Why it matters: Humans have a huge impact on other species. Understanding how other animals cope with their presence could provide insights about the potential for humans and other species to coexist.
- Some research suggests "the growing footprint of humanity and the transformation of the landscape is selecting for certain traits in other species," says Brian Wood, an evolutionary anthropologist at University of California Los Angeles and a co-author of the new study.
- "One of them is a heightened ability for learning," he adds.
- The new findings suggests honeyguide birds, through learning, are capable of adjusting to differences in human culture.

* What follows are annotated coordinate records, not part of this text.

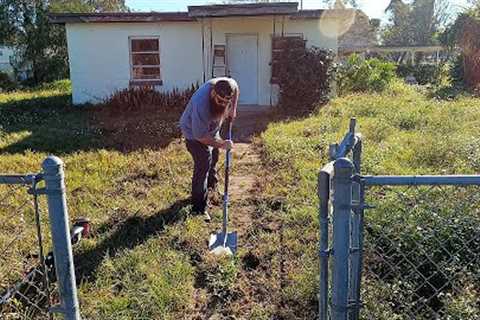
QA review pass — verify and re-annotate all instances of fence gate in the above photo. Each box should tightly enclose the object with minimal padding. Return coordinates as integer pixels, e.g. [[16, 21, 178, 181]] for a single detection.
[[0, 157, 80, 320], [319, 120, 480, 320]]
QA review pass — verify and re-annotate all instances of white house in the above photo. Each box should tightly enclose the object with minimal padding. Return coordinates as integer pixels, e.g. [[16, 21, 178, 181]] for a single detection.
[[50, 2, 360, 105]]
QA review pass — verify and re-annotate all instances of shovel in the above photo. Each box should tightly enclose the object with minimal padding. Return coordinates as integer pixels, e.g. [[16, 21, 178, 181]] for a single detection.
[[208, 120, 237, 255]]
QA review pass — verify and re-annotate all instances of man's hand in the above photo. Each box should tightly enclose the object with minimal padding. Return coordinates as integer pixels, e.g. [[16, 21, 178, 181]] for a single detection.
[[222, 140, 233, 150]]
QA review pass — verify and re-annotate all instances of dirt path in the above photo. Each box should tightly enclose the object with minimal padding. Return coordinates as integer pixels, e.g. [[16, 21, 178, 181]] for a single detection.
[[189, 112, 281, 320]]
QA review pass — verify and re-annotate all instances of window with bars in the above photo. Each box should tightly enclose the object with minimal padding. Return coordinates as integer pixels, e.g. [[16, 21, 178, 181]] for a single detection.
[[130, 37, 162, 84]]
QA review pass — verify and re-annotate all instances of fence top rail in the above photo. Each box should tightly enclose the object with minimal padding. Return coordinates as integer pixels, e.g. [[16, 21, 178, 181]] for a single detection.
[[0, 174, 39, 185], [320, 161, 335, 176], [362, 175, 480, 186]]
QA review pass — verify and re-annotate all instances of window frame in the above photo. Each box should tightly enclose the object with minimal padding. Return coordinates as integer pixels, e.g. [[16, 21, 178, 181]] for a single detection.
[[128, 36, 163, 86]]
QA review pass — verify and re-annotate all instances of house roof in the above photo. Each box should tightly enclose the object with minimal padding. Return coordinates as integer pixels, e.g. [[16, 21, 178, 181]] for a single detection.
[[49, 12, 195, 24], [188, 2, 298, 18], [49, 2, 351, 24]]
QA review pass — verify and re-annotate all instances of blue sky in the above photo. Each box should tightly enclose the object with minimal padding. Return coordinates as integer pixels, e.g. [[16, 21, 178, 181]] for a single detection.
[[126, 0, 467, 18]]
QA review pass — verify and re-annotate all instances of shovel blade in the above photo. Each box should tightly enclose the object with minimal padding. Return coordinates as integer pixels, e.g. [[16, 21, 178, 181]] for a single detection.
[[208, 232, 237, 256]]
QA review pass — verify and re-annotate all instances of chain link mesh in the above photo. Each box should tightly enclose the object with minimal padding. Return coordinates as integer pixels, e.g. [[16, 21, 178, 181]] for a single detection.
[[361, 186, 480, 320], [0, 184, 58, 320]]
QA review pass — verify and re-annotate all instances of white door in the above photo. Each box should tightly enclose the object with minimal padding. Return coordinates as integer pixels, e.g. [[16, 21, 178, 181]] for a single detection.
[[227, 34, 258, 104]]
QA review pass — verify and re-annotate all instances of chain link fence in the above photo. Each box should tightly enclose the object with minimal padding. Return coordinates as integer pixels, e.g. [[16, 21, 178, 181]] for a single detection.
[[361, 186, 480, 320], [0, 157, 81, 320], [318, 119, 480, 320], [0, 176, 55, 319]]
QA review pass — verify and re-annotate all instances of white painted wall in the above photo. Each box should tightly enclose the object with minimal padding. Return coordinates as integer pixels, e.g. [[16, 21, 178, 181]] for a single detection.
[[67, 22, 202, 104], [203, 16, 337, 105], [66, 16, 337, 105]]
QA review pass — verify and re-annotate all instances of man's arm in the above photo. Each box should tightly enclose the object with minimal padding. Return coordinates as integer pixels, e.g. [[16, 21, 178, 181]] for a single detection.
[[228, 84, 240, 120]]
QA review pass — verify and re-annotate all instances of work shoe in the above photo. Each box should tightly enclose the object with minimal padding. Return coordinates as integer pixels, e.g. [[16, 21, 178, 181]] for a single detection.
[[203, 210, 212, 222], [192, 209, 212, 222]]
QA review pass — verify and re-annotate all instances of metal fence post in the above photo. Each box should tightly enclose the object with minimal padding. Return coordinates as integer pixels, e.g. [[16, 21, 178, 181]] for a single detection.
[[349, 140, 365, 320], [42, 156, 80, 320], [332, 158, 354, 320], [318, 165, 330, 320]]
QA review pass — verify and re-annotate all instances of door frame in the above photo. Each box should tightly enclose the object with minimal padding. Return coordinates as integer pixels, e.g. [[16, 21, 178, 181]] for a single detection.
[[225, 32, 260, 105]]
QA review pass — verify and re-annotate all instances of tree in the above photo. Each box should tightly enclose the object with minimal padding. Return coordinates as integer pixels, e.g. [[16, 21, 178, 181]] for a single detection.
[[0, 0, 128, 85]]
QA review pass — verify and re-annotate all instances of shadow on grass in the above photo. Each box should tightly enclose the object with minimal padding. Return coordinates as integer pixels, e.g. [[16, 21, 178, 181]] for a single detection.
[[232, 105, 324, 143], [75, 199, 190, 281], [0, 94, 104, 155]]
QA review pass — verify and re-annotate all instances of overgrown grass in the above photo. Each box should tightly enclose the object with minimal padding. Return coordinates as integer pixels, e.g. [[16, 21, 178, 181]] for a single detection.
[[263, 83, 480, 319], [0, 82, 215, 319]]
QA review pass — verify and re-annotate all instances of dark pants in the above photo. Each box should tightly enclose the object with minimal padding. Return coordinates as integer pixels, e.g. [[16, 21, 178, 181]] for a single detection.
[[186, 139, 218, 212]]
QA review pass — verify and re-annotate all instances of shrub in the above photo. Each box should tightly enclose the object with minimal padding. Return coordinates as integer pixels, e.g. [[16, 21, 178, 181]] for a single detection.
[[337, 54, 395, 95], [103, 85, 198, 113], [278, 47, 333, 111], [0, 72, 15, 91]]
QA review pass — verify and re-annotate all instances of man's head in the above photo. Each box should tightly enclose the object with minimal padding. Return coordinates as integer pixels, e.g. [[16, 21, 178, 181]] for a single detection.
[[210, 80, 234, 117]]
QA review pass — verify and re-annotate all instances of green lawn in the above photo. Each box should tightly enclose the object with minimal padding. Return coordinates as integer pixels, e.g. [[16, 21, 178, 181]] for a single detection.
[[0, 82, 480, 319]]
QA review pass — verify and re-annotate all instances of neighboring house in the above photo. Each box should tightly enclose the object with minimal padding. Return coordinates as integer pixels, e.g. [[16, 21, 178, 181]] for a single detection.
[[459, 16, 480, 92], [0, 45, 14, 77], [338, 11, 378, 54], [50, 3, 360, 105]]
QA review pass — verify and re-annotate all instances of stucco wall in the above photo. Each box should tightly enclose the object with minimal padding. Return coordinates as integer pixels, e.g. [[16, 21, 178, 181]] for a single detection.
[[67, 22, 202, 104], [66, 16, 337, 105], [0, 46, 14, 73]]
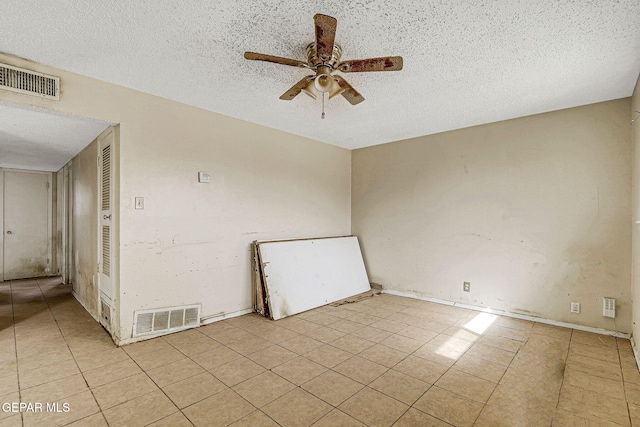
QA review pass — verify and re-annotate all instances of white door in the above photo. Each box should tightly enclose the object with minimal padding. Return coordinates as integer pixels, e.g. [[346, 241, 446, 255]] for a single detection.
[[98, 129, 114, 330], [2, 171, 52, 280]]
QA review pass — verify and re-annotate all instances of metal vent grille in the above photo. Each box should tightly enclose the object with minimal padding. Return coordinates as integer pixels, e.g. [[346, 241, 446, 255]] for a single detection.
[[102, 225, 111, 277], [0, 64, 60, 100], [133, 305, 200, 337], [102, 145, 111, 211]]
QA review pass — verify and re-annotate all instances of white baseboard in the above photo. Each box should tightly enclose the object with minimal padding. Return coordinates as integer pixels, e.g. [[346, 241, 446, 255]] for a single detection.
[[200, 308, 255, 326], [382, 289, 640, 340]]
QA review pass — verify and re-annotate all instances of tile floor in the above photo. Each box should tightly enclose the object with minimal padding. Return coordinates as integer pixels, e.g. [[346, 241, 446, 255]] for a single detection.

How it works: Human honey hunters use different calls to communicate with honeyguide birds (Indicator indicator) that then lead humans to bees' nests. The hunters open the nests to collect honey while the honeyguides get a meal of beeswax.
- In Tanazania, the Hadza cultural group uses a whistle to communicate with honeyguides.
- The Yao cultural group in Mozambique instead uses a loud trill followed by a grunt to find the birds.
What they found: Honeyguides respond more readily to the calls of their local human partners, researchers recently reported in the journal Science.
- Wood and Claire Spottiswoode, an evolutionary biologist at the University of Cambridge, followed honey hunters in both locations and played recordings of the signals of each group as well as the sound of a honey hunter just calling their name as a control for the study.
- In Tanzania, honeyguides responded about 80% of the time to the local Hazda hunters' whistle and only 24% of the time to the call of hunters in the Yao group.
- Honeyguides in Mozambique responded to the trill call of the local Yao group about 73% of the time and to the call of the Hazda about 26% of the time.
The intrigue: That suggests honeyguides learn the sounds of local humans, the researchers write.
- Humans learn socially — knowledge is passed from person to person.
- It's unclear if honeyguides learn the same way. But they "aggregate in big groups to feed on wax and have ample opportunities for them to observe what other honeyguides are doing," Wood says.
- If they do learn socially, it would suggest elements of each species' culture are evolving together.
The bottom line: "Interspecies relationships are very complex and it takes quite a bit of work to piece together the script of this dance between species," Wood says.